We need to transport a largish rocket to Mars, in such a way that it can be set up so that it can make the return trip. Without heavy machinery to do so. Not just flinging it down and hoping it doesn't break like we currently do. Somehow we have to get it down smoothly, in a deep gravity well and almost no atmosphere.

It's not going to happen.

And who says an Orion can't land? It sure as heck can take off from Mars. Nuclear charges don't give a carp what planet you're on. BOOM BOOM BOOM BOOM BOOM, you're in Mars orbit, BOOM BOOM BOOM BOOM BOOM you're at escape velocity.

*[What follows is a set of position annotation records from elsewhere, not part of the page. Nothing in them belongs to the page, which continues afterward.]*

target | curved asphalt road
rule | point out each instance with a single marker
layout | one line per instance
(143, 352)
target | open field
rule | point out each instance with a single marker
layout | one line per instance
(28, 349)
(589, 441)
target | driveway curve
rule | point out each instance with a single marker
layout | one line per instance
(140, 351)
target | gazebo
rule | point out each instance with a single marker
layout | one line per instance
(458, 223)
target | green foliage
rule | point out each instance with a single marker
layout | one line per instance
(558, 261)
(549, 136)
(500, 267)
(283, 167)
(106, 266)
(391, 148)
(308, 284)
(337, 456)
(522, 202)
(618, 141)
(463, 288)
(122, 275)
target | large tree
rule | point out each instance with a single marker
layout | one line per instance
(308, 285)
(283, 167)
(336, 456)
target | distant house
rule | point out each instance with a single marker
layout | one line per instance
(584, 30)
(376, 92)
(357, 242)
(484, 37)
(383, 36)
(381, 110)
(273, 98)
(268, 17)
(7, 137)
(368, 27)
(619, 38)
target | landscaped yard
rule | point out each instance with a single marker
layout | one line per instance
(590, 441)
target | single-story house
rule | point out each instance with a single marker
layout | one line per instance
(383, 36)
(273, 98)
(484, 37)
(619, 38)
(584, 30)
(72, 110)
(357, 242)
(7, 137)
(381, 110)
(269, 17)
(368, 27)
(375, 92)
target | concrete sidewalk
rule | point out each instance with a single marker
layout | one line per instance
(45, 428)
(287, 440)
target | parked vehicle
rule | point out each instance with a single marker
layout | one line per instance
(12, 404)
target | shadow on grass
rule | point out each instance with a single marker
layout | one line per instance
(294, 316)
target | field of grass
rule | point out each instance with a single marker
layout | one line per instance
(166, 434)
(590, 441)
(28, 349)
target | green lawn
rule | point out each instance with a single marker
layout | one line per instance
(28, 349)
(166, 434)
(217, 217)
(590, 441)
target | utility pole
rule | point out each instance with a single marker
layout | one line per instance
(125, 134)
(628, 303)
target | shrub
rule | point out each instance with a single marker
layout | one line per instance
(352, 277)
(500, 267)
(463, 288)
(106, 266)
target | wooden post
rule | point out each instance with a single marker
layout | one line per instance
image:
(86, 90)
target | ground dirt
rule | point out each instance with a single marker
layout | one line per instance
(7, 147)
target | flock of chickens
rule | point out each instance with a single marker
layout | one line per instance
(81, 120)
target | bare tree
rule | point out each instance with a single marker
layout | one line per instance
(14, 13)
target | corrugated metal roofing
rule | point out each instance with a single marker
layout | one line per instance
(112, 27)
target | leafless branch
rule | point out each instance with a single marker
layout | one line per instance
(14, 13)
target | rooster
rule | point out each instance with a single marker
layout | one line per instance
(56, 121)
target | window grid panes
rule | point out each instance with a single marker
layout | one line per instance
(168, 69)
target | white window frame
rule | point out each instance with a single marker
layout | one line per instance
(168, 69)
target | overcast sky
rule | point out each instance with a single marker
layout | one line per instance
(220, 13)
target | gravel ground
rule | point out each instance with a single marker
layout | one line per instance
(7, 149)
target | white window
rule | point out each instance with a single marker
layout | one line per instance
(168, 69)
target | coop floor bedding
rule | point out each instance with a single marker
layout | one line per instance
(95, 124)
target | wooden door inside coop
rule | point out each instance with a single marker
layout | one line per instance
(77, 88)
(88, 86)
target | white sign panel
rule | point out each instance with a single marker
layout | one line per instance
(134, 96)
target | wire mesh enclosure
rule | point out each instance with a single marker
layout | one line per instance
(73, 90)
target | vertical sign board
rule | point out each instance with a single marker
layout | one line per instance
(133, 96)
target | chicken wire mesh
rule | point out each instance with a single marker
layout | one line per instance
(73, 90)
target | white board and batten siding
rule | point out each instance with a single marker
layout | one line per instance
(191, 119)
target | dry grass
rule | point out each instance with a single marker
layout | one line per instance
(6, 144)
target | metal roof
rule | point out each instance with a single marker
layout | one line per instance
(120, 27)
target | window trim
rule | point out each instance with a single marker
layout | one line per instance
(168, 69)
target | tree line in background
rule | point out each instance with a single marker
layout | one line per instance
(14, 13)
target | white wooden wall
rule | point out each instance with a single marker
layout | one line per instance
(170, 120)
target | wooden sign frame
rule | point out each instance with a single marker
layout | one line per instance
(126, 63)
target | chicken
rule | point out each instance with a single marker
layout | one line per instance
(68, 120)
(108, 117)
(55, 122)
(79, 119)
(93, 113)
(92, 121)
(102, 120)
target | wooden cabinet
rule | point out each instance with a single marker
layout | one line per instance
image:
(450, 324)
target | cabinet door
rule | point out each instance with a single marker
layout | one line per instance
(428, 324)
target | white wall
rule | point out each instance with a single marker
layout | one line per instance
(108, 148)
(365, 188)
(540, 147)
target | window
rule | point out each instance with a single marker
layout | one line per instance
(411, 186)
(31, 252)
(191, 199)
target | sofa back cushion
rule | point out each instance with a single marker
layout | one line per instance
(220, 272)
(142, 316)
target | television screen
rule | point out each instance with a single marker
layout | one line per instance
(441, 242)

But heck, with an Orion you could transport a Delta Clipper SSTO type vehicle to Mars. Fuel can be created in situ (read Robert Zubrin's The Case for Mars), or carried on the Orion. Yes, Mars has gravity— but it's 1/3 of Earth's— I'm betting the SSTO Clipper concept would work easily on Mars.

Radiation shielding is damn easy with an Orion— the pusher plate is already a shield; orient it towards the sun, problem solved. Otherwise, transport a lot of water (you need it anyway), and encircle the crew areas with the water tanks. Either way, Orion can do the job. And we can build it NOW.

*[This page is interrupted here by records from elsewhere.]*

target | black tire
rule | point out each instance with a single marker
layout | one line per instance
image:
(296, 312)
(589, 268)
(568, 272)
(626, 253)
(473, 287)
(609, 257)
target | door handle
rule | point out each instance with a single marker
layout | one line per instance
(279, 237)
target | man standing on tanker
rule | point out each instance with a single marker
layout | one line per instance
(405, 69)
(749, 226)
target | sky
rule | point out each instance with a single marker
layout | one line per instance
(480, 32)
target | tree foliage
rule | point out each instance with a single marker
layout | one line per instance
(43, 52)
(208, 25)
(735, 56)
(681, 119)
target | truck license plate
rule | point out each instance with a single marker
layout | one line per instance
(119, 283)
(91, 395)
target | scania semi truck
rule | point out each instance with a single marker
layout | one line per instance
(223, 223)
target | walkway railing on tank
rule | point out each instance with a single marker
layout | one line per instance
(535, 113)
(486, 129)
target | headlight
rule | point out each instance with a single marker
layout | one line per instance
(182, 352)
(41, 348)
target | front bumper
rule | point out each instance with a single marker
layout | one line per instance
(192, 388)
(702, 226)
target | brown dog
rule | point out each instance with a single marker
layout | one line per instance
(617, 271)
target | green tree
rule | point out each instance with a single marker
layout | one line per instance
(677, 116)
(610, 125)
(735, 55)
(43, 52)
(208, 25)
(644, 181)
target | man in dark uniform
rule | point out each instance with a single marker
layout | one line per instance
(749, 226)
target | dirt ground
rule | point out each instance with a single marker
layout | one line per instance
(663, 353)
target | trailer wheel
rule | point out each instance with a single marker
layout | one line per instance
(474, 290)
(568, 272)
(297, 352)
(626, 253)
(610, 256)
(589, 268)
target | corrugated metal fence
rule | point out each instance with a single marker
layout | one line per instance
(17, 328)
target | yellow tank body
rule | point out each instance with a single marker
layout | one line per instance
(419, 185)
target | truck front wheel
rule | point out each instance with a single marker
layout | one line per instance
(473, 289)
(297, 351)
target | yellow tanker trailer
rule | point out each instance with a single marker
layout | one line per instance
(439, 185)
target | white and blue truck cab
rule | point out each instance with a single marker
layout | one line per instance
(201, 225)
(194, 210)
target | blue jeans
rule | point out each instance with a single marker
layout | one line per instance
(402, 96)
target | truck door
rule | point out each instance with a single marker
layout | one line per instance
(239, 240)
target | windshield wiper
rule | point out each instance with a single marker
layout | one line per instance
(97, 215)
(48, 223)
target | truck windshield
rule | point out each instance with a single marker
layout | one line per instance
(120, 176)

Yes, bucks are part of the problem. But so is political will.

Lastly, robots, schmobots. I dispute that the rovers can do everything a human can do, if only because the rovers can't think for themselves. And they move at a snail's pace, too. But that's beside the point. The point is, that we humans have all our eggs in one very fragile basket— Earth. We'd better figure out how to get off this rock and stay off this rock, or we're goners as a species.

And, in the end, I want our kids to look at technology and dream of something a little bet better than a fancy new smartphone.

Ah, but a man's reach should exceed his grasp,
Or what's a heaven for?

Instead of giving them their every whim, we ought to be giving them the stars.